A Finsta (short for a fake Instagram account), for those of you who may be unfamiliar, is the second Instagram account your child may not tell you about, the one she shares with a select group of friends. That Finsta may prove more racy, salacious or, at times, inappropriate than what you are invited to see. Just know that, on any social media platform, your child may very well have more than one account, with split identities to keep track of. I find that this stuff gets very complicated when you really dig into it with teenagers. I feel for them that they sense a need to navigate it all, keep all those identity plates spinning every day, in order to just tread water socially.
A lot of the kids I work with invite me to follow them on some social media account or another. I find what I see there to be, on the whole, quite revealing: heartening, funny, sweet, and occasionally inappropriate, as teenagers are wont to be. But it’s so good to know them in this way, and sometimes talents and interests become apparent in a way that discussion does not always foster. I have discovered I am sitting across from a budding photographer, or a musician, or an artist, from clients’ social media.
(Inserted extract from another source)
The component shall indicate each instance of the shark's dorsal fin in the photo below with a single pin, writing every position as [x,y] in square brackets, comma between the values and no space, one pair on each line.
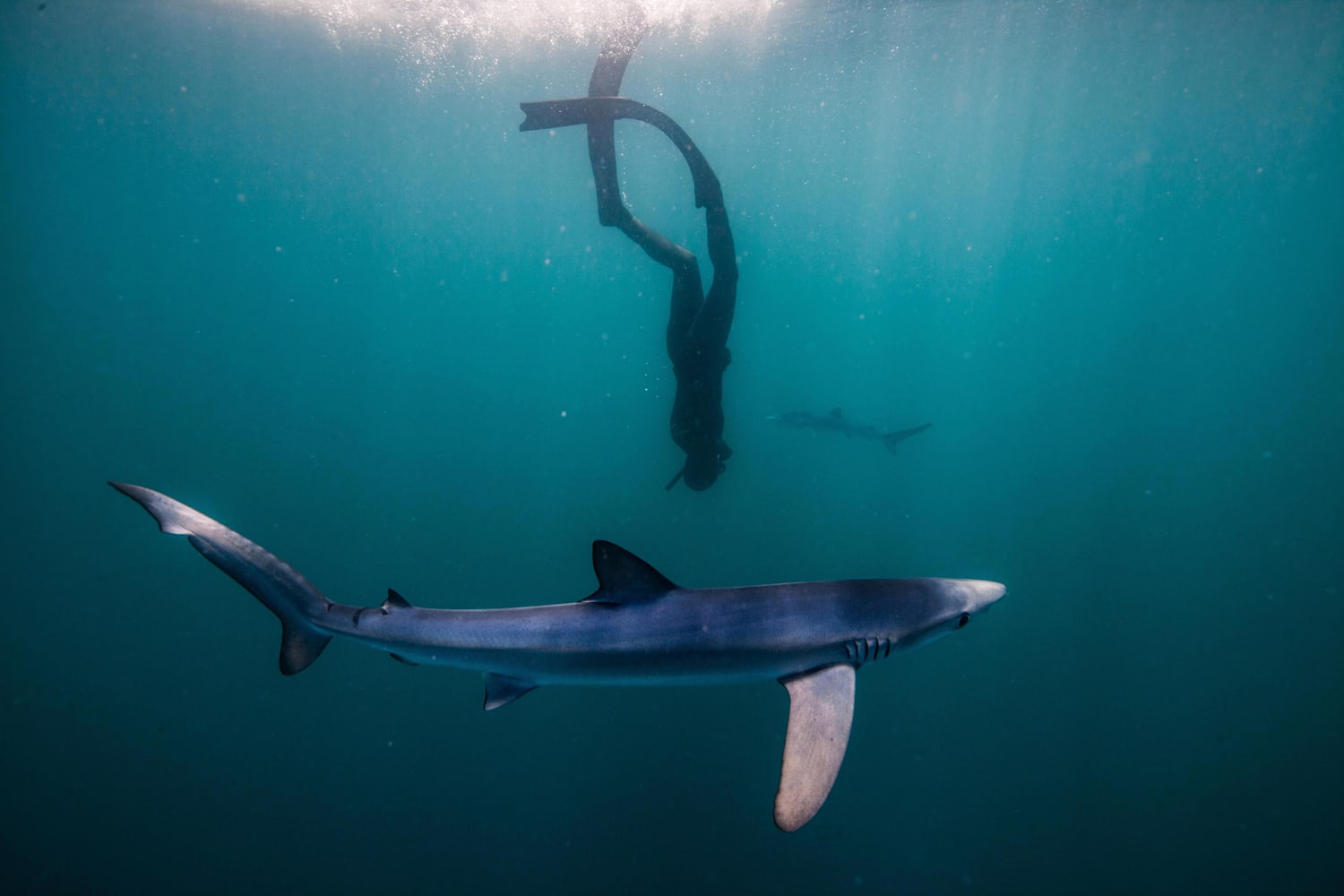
[820,713]
[624,578]
[395,602]
[502,691]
So, for parents, I encourage you not to fight the trend. It’s a very important part of the life of a child, understandably. And it’s a fight you will lose regardless. Instead, I encourage you to join in. Ask your child if you can follow her. You will feel closer to her. It’s pretty cool.
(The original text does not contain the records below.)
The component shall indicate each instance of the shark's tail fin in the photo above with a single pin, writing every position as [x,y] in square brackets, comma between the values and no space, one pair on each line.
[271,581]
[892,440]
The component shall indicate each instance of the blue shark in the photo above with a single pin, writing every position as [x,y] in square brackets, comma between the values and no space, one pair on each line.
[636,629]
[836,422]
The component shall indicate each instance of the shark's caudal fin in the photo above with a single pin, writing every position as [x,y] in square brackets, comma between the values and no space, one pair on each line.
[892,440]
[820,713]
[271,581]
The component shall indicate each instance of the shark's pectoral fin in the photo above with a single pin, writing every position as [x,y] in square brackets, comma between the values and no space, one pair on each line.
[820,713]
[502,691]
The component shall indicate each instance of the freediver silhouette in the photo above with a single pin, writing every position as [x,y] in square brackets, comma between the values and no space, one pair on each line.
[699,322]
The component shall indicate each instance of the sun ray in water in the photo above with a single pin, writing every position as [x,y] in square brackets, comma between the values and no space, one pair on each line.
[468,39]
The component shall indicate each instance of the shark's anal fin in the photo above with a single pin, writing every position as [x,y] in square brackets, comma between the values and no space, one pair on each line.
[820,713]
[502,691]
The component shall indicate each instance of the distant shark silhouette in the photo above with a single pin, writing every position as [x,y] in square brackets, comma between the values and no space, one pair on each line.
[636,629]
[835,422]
And remember, again, none of this is your child’s idea. As far as she is concerned, it has always been this way.
Defusing the Power of FOMO
FOMO, or the Fear of Missing Out, has become a far more impactful phenomenon in the age of social media, and the concomitant increase in social anxiety. I find that many parents find themselves inclined to reason their child through their FOMO: “You really couldn’t possibly be missing out on anything that important” or “Get your work done more efficiently, and you will have more time to spend with your friends.” I totally understand these tactics, and the fairly sound reasoning underlying them.
But FOMO tends to be a highly emotional and anxiety-inducing experience for a lot of kids, and reasoning through it does precious little to ease a teen’s anxiety. Instead, I would encourage you to think about your own experience of FOMO, as a teenager or, as so many of us experience, in the present day. Share your experiences with your child. Let them know you can relate to their feelings, and acknowledge the reality that they may well be missing out on something that might matter to them socially. This degree of understanding alone may ease some of their anxiety, just the knowing that someone “gets it.”
Then, I think it makes sense to work through the logistics with them: “You are probably going to miss out on something on occasion—we all do. But that’s okay. Most of us are trying to balance our work, other obligations, and social life. And, big picture, things tend to work out the way they need to.” Then, “How can we get you more involved socially?”
And please, if you feel you’re over your parental skis here, consult with a professional. The social anxiety affiliated with a persistent fear of missing out often requires therapy to rejuvenate a sense of self-worth, and perhaps some social skills training to get them connecting with peers. This really is that important.